The conventional CTV delineation misses tumor concentrations greater than 1 cell/mm3 in 84% of cases.

For the remaining 16% of cases, the CTV delineation overextends into normal tissue.

The isotropic extension of the GTV does not render consistent information regarding the density of cells included in this conventionally contoured CTV because of the anisotropy of the predicted tumor invasion.

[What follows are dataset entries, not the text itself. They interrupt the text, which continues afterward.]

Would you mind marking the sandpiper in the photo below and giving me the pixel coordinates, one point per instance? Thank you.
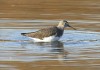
(48, 34)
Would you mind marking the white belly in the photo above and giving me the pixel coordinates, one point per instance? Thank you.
(46, 39)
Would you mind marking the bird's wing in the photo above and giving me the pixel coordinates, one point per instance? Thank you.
(46, 32)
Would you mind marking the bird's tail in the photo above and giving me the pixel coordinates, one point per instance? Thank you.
(24, 34)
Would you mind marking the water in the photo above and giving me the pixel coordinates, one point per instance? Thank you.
(76, 50)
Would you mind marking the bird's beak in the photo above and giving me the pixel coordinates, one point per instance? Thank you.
(72, 27)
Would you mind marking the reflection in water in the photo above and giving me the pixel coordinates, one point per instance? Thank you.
(53, 49)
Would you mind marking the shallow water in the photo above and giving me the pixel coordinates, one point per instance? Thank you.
(77, 49)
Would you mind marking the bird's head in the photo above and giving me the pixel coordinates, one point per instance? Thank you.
(63, 24)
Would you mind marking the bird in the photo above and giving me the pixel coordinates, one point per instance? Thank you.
(50, 34)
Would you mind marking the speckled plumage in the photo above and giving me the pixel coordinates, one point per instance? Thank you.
(48, 34)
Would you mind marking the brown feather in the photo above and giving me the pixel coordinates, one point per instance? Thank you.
(46, 32)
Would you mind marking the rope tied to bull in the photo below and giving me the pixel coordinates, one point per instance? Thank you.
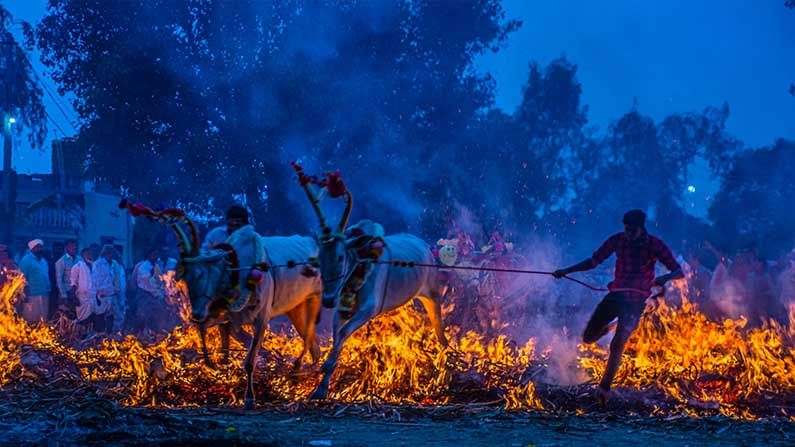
(410, 264)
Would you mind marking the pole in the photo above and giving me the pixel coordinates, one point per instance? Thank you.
(8, 195)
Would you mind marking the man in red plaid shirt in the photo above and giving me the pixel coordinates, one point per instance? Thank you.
(636, 253)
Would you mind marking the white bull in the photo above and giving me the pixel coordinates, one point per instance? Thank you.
(213, 278)
(386, 287)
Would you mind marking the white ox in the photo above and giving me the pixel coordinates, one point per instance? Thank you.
(386, 287)
(214, 280)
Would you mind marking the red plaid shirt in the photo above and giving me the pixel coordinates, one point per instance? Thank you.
(634, 260)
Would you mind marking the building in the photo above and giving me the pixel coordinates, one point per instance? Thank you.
(62, 205)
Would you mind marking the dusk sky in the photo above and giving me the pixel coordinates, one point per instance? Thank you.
(673, 56)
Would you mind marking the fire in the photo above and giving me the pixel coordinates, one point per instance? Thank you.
(699, 364)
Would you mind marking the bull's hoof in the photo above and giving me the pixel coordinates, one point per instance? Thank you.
(318, 394)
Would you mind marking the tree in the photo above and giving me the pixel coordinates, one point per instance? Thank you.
(752, 202)
(205, 101)
(20, 95)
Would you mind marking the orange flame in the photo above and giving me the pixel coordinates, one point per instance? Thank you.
(395, 358)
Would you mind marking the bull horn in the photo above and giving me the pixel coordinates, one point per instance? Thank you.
(185, 248)
(305, 183)
(195, 244)
(346, 215)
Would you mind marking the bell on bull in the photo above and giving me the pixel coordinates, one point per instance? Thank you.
(385, 287)
(213, 280)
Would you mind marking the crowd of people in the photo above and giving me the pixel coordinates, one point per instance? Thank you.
(93, 288)
(740, 285)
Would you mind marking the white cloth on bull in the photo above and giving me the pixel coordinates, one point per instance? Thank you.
(362, 230)
(82, 279)
(214, 237)
(147, 277)
(250, 251)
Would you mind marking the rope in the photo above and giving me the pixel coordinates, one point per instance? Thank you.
(507, 270)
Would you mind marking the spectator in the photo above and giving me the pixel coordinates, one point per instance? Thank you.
(149, 296)
(109, 287)
(83, 288)
(63, 269)
(34, 267)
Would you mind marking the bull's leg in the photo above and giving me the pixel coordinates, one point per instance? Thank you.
(224, 330)
(362, 316)
(240, 334)
(205, 353)
(297, 316)
(251, 360)
(434, 311)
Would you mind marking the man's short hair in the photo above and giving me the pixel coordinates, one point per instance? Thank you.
(635, 218)
(237, 212)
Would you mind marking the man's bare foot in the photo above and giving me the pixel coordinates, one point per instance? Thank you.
(602, 396)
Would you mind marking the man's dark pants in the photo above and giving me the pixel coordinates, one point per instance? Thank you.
(628, 310)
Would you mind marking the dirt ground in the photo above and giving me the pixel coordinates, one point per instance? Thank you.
(95, 421)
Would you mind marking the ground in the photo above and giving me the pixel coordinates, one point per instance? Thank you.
(56, 418)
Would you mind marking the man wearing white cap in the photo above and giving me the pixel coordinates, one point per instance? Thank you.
(83, 284)
(109, 285)
(37, 278)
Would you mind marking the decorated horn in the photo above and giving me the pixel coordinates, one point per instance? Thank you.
(168, 216)
(306, 183)
(346, 215)
(185, 247)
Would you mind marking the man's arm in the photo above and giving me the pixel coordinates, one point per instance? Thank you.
(603, 252)
(665, 256)
(59, 278)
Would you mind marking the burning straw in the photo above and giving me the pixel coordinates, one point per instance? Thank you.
(677, 360)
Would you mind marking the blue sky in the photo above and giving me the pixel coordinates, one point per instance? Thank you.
(673, 56)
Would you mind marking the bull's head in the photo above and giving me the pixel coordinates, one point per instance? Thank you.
(210, 276)
(332, 250)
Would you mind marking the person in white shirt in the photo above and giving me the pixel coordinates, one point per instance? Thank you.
(108, 285)
(63, 269)
(150, 295)
(236, 218)
(37, 278)
(82, 282)
(120, 275)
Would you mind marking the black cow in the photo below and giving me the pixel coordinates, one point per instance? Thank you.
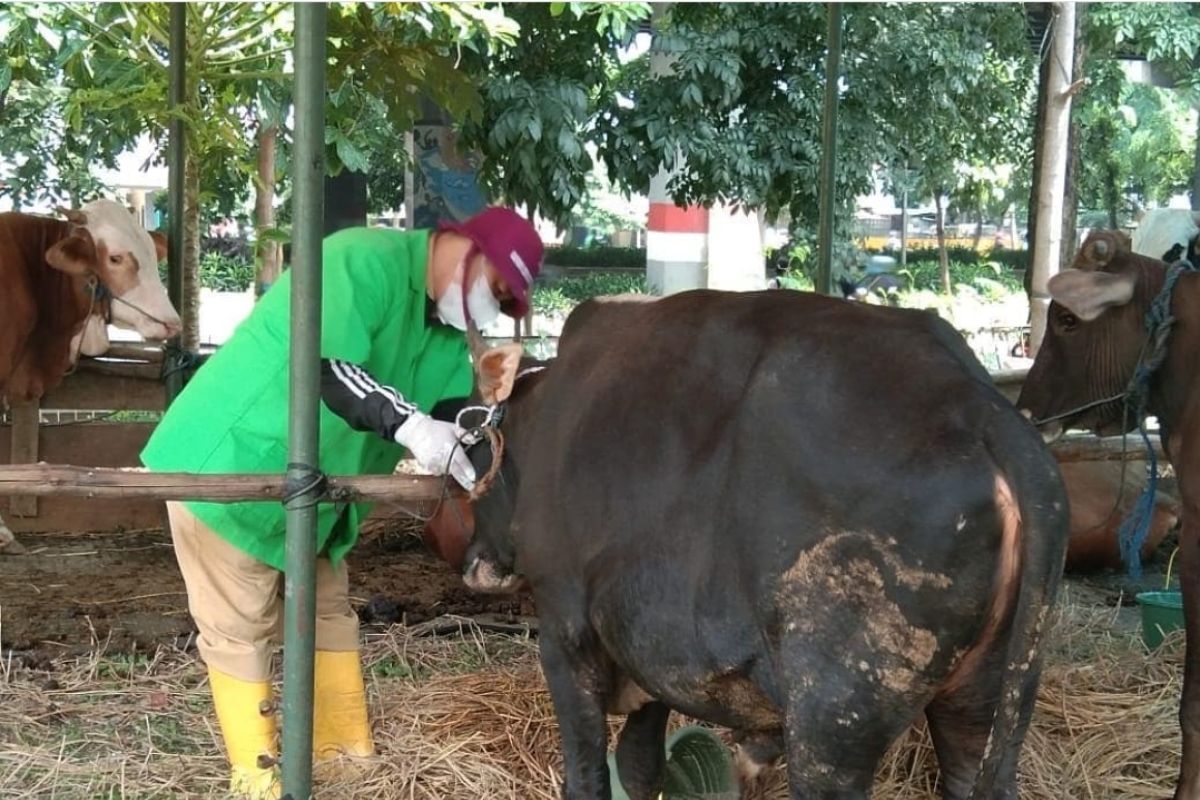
(741, 506)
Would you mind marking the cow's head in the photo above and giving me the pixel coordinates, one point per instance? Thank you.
(1095, 336)
(107, 242)
(505, 382)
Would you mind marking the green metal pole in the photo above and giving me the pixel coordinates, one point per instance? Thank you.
(175, 152)
(828, 151)
(299, 601)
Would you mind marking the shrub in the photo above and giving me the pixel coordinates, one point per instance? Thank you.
(563, 294)
(977, 272)
(226, 272)
(598, 257)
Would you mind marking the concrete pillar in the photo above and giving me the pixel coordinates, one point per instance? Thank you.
(676, 236)
(736, 262)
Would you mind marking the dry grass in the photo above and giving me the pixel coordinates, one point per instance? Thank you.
(469, 717)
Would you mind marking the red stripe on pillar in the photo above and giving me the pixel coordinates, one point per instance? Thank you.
(671, 218)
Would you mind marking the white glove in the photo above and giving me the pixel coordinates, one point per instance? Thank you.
(435, 445)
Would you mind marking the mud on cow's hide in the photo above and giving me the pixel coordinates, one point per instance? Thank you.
(697, 495)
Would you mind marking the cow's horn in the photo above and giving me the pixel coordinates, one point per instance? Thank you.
(73, 216)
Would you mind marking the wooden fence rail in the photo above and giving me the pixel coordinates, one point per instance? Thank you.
(54, 480)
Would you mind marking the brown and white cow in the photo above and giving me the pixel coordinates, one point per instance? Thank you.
(1096, 336)
(49, 310)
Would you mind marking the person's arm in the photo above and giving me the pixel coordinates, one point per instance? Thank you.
(351, 392)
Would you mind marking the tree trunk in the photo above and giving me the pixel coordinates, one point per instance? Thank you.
(1054, 134)
(1031, 221)
(1071, 196)
(1012, 228)
(191, 310)
(942, 257)
(267, 253)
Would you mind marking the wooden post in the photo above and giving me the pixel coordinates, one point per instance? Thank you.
(24, 451)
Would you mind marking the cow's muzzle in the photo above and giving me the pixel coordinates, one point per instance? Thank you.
(481, 575)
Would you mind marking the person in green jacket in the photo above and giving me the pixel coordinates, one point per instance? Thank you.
(394, 354)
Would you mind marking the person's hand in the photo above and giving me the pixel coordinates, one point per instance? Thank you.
(435, 445)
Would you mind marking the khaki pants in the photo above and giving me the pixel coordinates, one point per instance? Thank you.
(238, 601)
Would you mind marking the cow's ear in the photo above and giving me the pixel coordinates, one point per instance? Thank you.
(1086, 294)
(75, 216)
(160, 244)
(497, 370)
(76, 254)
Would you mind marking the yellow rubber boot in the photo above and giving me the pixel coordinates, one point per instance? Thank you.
(340, 725)
(244, 710)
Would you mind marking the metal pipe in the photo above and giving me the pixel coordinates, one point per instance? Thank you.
(307, 222)
(828, 151)
(175, 154)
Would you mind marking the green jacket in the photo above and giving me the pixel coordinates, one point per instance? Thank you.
(233, 415)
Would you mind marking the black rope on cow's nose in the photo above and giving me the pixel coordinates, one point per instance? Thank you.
(1080, 409)
(175, 360)
(137, 308)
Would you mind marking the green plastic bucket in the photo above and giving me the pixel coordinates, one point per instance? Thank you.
(1162, 612)
(700, 767)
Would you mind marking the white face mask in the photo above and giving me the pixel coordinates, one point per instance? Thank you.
(483, 304)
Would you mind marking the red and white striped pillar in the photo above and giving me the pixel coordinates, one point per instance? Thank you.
(676, 242)
(676, 236)
(694, 247)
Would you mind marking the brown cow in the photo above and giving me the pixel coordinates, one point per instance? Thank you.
(49, 307)
(1096, 340)
(1101, 494)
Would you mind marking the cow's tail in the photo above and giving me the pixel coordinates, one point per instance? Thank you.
(1036, 485)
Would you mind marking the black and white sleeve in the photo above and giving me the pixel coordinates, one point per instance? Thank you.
(366, 404)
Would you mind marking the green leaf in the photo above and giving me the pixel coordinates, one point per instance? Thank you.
(352, 156)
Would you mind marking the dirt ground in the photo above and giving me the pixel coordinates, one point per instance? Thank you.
(72, 591)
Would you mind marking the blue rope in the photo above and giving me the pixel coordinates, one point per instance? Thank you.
(1134, 528)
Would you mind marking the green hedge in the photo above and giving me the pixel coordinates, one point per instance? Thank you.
(226, 272)
(1014, 259)
(984, 275)
(598, 257)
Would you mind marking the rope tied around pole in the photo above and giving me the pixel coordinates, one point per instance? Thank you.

Very scarce data of the GBM tumor cell distribution in the brain are currently available, thus making a direct model validation not possible at this stage. However, if a large number of cases would become available, a tumor invasion model could be trained using AI methods. The model could then be indirectly verified by correlating model predictions with tumor recurrence or with treatment outcome. An AI-based model could also provide insight into the clinically relevant tumor cell concentration threshold, cenc, for delineating the CTV.

Conclusions

This study presents a model for HGG cell invasion in normal tissue and a methodology for investigating the agreement between the conventionally delineated CTV and the volume invaded by tumor cells. The standard CTV failed to encompass all voxels with tumor cell concentrations equal to or less than 1 cell/mm3 in 84% of the cases. Calculated Hausdorff distances between the CTV and the volume of tumor invasion indicated poor conformity due to the highly anisotropic pattern of invasion. The presented model may therefore be used in assisting the CTV delineation for HGGs with different levels of diffusivity and anisotropy.